O Tribunal Supremo negou (como, aliás, era esperado) provimento ao pedido de ‘habeas corpus’ para libertação dos 15 activistas em prisão preventiva desde Junho, garantindo (pois!) que os prazos de detenção não foram excedidos.
Por Orlando Castro
O u seja, a Lei existe apenas para dar cobertura ao que interessa. Quanto ao resto… siga a banda. É, pois, o que diz o acórdão hoje divulgado pela defesa dos activistas.
Recorde-se que em causa está um processo em que 17 jovens são acusados, entre um manancial de outros supostos crimes contra a segurança do regime, em co-autoria, de actos preparatórios para uma rebelião e para um atentado contra o Presidente da República, tipificados na lei dos crimes contra a segurança do Estado com uma pena até três anos de cadeia.
Também admite a possibilidade de, à semelhança do que acontece com outras duas jovens arguidas no processo, os suspeitos aguardarem em liberdade a decisão de julgamento que arrancou na segunda-feira, em Luanda, e terá o seu epílogo quando deus (leia-se José Eduardo dos Santos) quiser.
Os advogados de defesa, ingenuamente baseados no espírito da lei e na miragem de que Angola é um Estado de Direito, invocaram no ‘habeas corpus’, que deu entrada no Tribunal de Supremo a 30 de Setembro, excesso de prisão preventiva (além de 90 dias previstos).

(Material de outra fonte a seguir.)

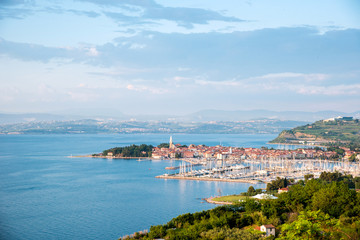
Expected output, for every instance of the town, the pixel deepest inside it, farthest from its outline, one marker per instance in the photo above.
(254, 165)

No acórdão hoje divulgado, com data de 5 de Novembro e notificado pelo tribunal ao fim de 15 dias, os três juízes da Câmara Criminal acordam, diz a Lusa, em negar provimento ao pedido de libertação “na actual fase do processo”, por “se afigurar legal a detenção dos requerentes”.
Recordam, sobre a mesma lei, que prevê (artigo 10.ª) que “será inconveniente a liberdade provisória” quando “em razão da natureza e circunstâncias do crime ou da personalidade do delinquente haja receio fundado de perturbação da ordem pública ou da continuação de actividades criminosas”.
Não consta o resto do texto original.